If the phenomenon is the same there as it is here, this is probably a bug in
libpcp. What happens is that if pmwebd and pmcd both run, and pmwebd issues
a successful context for the running pmcd, it remembers this too long. If you
now stop the pmcd process, the previous pmwebd (via libpcp's pmNewContext)
will still issue new pcp context#s, perhaps because it decides to reuse prior not-
quite-dead tcp connections. Those new context#s are useless however;
pmFetch() might return errors (or not?).


Reply to this email directly or view it on GitHub
<#14 (comment)
94091715> . <https://github.com/notifications/beacon/AEafqy61hyXCpv42-
pIm_TvncUNbS_mdks5oAYaUgaJpZM4EDFkB.gif>

hc000 commented Apr 18, 2015

I actually talked to him on irc, and he suggested to change PMCD_REQUEST_TIMEOUT from 1 to 10, which did start showing the metrics. unfortunately I am not able to grab the log right now, but i can provide that to you on monday if you still want them.

Contributor

fche commented Apr 19, 2015

@kmcdonell The issue is fully reproducible here with 3.10.4 code, as follows:

context,pdu logs at http://web.elastic.org/~fche/issue14.txt

(Note pmwebd doesn't call pmDestroyContext() at all in this case - it's deferred a few minutes after the last use of a pmwebapi context; and there were no errors evident anyway.)

Contributor

kmcdonell commented Apr 19, 2015

From: Frank Ch. Eigler [mailto:notifications@github.com]
Sent: Sunday, 19 April 2015 10:45 AM
...
context,pdu logs at http://web.elastic.org/~fche/issue41.txt
http://web.elastic.org/%7Efche/issue41.txt

Once I un-transpositioned 41 -> 14, all good.

Thanks.

So I think the problem here is that ...

  1. pmwebd is idle most of the time, so after pmcd is terminated, there is no pending PDU xfer that could deliver an error, which pmwebd could use to pmDestroyContext().
  2. it appears that the pmns traversal does not return 0, it does not return at all ... is that possible? If that's not possible (there should be a timeout and we should go down the timeout path), do you know where __pmNotifyError() output for pmwebd goes .... are we missing that somehow, as there are lots of diagnostics below in the pduread() timeout path?

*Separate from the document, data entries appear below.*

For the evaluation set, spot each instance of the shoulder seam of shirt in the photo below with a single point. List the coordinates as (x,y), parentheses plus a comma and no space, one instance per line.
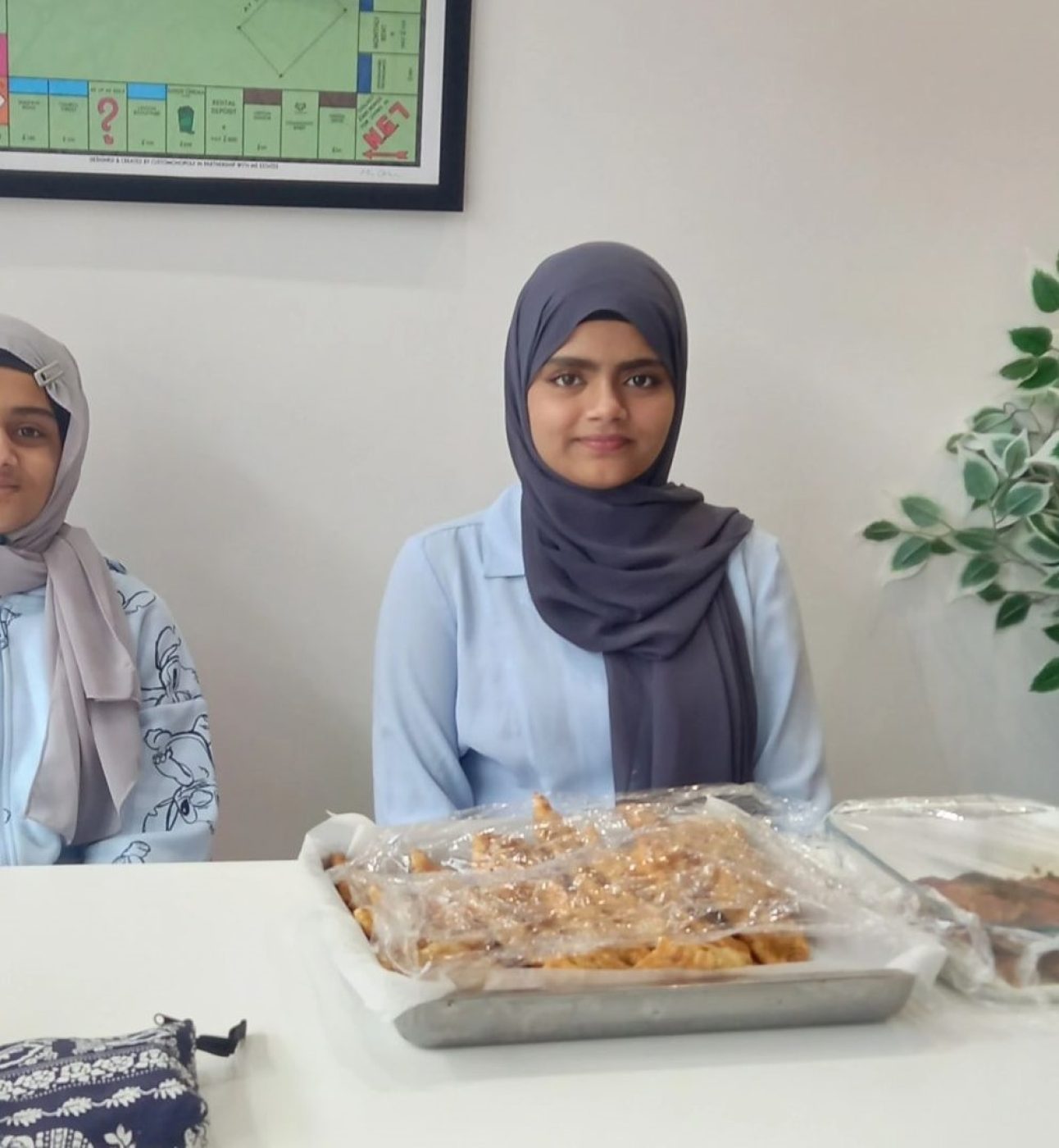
(434,574)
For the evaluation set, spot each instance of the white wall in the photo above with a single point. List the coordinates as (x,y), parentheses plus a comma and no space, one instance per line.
(850,193)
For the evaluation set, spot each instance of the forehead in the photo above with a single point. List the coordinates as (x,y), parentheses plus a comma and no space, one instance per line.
(20,390)
(607,340)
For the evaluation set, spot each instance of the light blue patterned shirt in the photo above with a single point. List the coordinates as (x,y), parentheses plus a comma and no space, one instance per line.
(171,812)
(478,700)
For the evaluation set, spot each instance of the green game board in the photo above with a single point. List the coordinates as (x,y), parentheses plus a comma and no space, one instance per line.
(307,80)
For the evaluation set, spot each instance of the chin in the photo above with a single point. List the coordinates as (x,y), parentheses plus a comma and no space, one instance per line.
(605,480)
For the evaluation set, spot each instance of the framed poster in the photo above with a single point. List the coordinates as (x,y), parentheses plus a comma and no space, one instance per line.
(298,102)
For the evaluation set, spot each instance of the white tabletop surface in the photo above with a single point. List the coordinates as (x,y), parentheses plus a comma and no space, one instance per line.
(99,950)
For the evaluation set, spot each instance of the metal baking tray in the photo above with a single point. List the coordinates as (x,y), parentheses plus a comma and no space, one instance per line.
(525,1016)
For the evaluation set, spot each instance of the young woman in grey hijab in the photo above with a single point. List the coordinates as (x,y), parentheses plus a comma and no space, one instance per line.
(599,629)
(106,754)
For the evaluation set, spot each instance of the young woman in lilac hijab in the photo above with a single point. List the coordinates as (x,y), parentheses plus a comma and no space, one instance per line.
(598,629)
(106,754)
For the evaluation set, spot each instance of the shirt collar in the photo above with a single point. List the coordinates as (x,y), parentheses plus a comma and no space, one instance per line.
(502,536)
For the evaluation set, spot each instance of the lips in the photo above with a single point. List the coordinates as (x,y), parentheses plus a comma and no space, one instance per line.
(605,444)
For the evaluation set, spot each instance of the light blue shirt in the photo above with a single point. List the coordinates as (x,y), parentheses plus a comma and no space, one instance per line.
(478,700)
(171,811)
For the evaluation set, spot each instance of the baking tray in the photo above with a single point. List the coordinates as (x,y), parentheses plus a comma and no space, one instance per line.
(734,1002)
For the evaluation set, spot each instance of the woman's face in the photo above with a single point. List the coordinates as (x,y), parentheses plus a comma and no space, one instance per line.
(30,449)
(600,409)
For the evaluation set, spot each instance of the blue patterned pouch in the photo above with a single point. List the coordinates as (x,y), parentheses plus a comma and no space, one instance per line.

@natoscott natoscott added the bug label Jun 3, 2015

Contributor

kmcdonell commented Dec 22, 2015

This is now fixed in my tree ... commits will flow to the github tree in due course.

From commit 3d4d2c0 ...
There is fast path (and fd saving) optimization in pmNewContext()
where we don't establish a new connection to pmcd when we're asked
to create a subsequent PMAPI context to the same pmcd host and port
used to create an existing PMAPI context. Multiple PMAPI contexts
are then multiplexed over the same socket connection. This all
works as designed.

But as shown in https://github.com/performancecopilot/pcp/issues/14
this produces slightly odd behaviour when pmcd has died between the
initial pmNewContext() call and the later one, but the client has not
sent a PDU and so libpcp does not update the state of the connection
to pmcd and will try to re-use the socket that is not going to work.

Since we cannot rely on any socket-level service to let us know
the remote end of a socket has been closed, we need a "ping" ... we
don't have a ping PDU per se (and adding one would introduce version
compatibility issues) so we use a (bad) pmDesc request PDU with an
expected PM_ERR_PMID error PDU response ... if this happens, pmcd is
well, otherwise go down the slow path and try to build a new socket
connection to (presumably a new) pmcd.

And qa/1090 reproduces Frank's failure recipe to verify (a) it used to fail, and (b) it now works as expected.

@kmcdonell kmcdonell closed this Dec 22, 2015

Contributor

fche commented Dec 22, 2015

Thanks, Ken!

"Since we cannot rely on any socket-level service to let us know the remote end of a socket has been closed"

... this part might not actually be true. According to stackexchange, a __pmRecv(fd, buf, 1, MSG_PEEK) should signal failure if the socket was closed by the other side, without having to send anything.

Contributor

kmcdonell commented Dec 22, 2015

You're right Frank.

The MSG_PEEK appoach "might" work on some platforms (I saw this in my research also) ... but there is also lots of google-based intelligence to suggest that an application level ping is safer and I guarantee the ping approach will work across all platforms.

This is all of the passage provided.